Шабоно | страница 19
А сами-то хороши, никто так нагло не сует нос в дела других людей, как они, да еще так, будто имеют на это полное право. — Мистер Барт глубоко вздохнул, словно эта вспышка исчерпала его силы.
Опасаясь новой вспышки, я решила не защищать антропологов и утешилась разглядыванием алмаза, лежавшего у меня на ладони.
— Очень красивый, — сказала я, возвращая камень.

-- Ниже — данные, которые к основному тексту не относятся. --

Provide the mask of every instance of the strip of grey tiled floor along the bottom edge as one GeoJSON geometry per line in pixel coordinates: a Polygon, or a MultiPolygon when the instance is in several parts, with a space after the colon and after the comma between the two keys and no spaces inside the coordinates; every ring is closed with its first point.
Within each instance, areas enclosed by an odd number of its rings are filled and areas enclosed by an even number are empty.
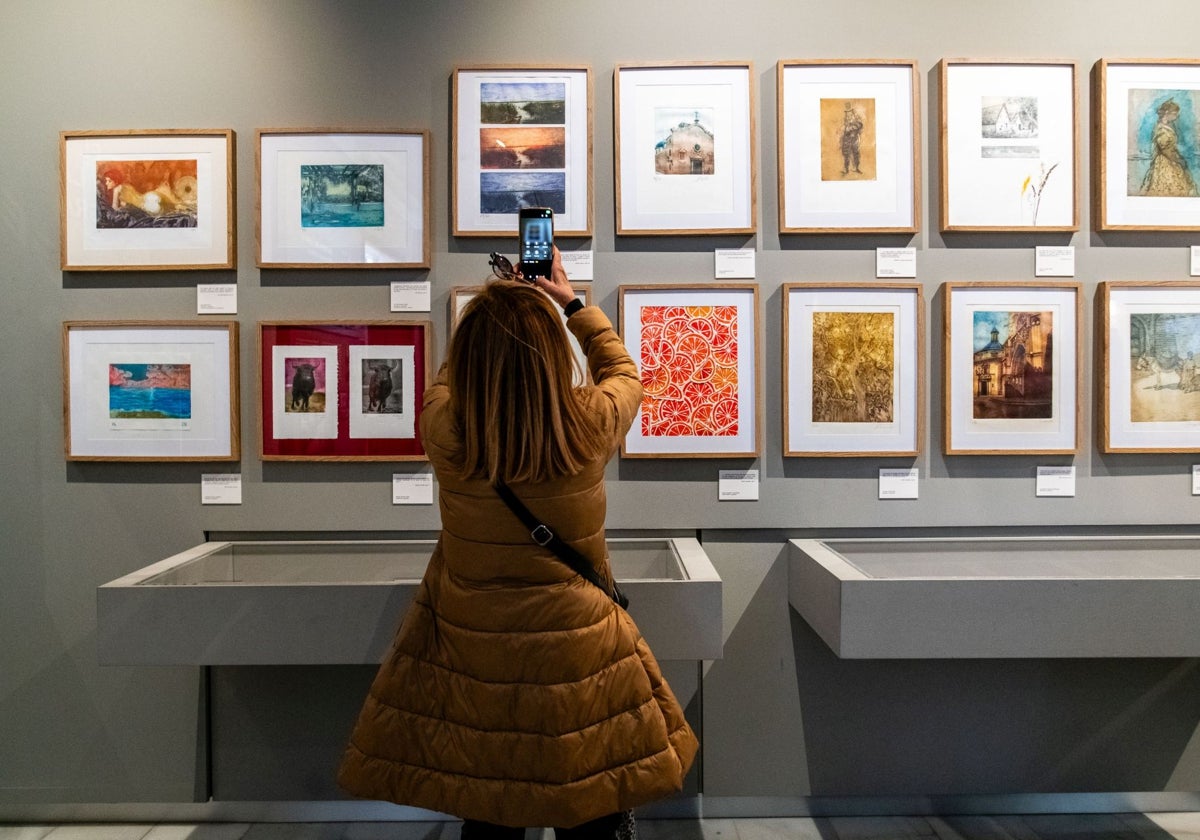
{"type": "MultiPolygon", "coordinates": [[[[642,820],[640,840],[1200,840],[1200,814],[642,820]]],[[[529,840],[552,840],[529,832],[529,840]]],[[[0,824],[0,840],[458,840],[454,822],[0,824]]]]}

— Оставьте его себе, — сказал он и начал собирать остальные камешки. Один за другим он бросал их в кожаный мешочек.
— Боюсь, что не смогу принять такой ценный подарок, — хихикнула я и в свое оправдание добавила: — Я не ношу драгоценностей.

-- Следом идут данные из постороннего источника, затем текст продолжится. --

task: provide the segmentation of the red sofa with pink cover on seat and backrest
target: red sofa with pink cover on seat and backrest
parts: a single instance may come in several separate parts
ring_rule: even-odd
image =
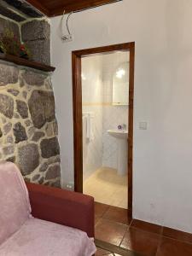
[[[93,211],[90,196],[25,183],[13,163],[0,164],[1,256],[91,256]]]

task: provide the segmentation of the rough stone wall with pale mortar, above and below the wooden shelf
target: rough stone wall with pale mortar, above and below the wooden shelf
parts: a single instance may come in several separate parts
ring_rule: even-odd
[[[33,60],[49,64],[49,24],[30,20],[19,26],[0,17],[28,44]],[[26,181],[61,187],[55,99],[49,73],[0,61],[0,160],[19,166]]]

— А вы не считайте это ценным подарком. Считайте его талисманом. Это только горожане считают его драгоценностью, — сказал он небрежно, сжав мои пальцы на камне.
— Он принесет вам удачу. — Он поднялся, расправив ладонями отсыревшие сзади штаны, и растянулся в гамаке.
Молодая женщина снова наполнила наши кружки.
Потягивая приторно сладкий кофе, мы смотрели, как с приходом сумерек выбеленные стены приобретают пурпурный оттенок. Тени не успели вырасти, потому что сразу же упала темнота.
Меня разбудила Анхелика, прошептавшая на ухо: — Мы выходим утром.
— Что? — мгновенно проснувшись, я выпрыгнула из гамака. — Я думала, что на поиски Милагроса у тебя уйдет пара дней. Сейчас я соберусь в дорогу.
Анхелика рассмеялась. — Соберусь? Нечего тебе собирать. Вторую пару твоих трусиков и топ я отдала мальчишке-индейцу. Две пары тебе ни к чему. Иди-ка лучше спать. Завтра будет долгий день. Милагрос ходит быстро.
— Не могу я спать, — взволнованно сказала я. — Скоро начнет светать. Я напишу записку друзьям. Надеюсь, гамак и тонкое одеяло поместятся у меня в рюкзаке. А что с едой? — Отец Кориолано отложил для нас на завтра сардины и маниоковые лепешки. Я понесу их в корзине.
— Ты говорила с ним этим вечером? Что он сказал? — Он сказал, что все в руках Божьих.
Когда зазвонил к службе церковный колокол, я уже полностью собралась в дорогу. В первый раз со дня приезда в миссию я пошла к мессе. Индейцы и racionales заполнили деревянные скамьи. Они смеялись и болтали, словно на пирушке. Отцу Кориолано пришлось довольно долго их унимать, прежде чем он смог начать мессу.
Сидевшая рядом со мной женщина пожаловалась, что отец Кориолано всегда умудряется разбудить ее младенца свои громким голосом. Младенец и в самом деле заплакал, но не успел раздаться его первый громкий вопль, как женщина выпростала грудь и прижала ее ко рту ребенка.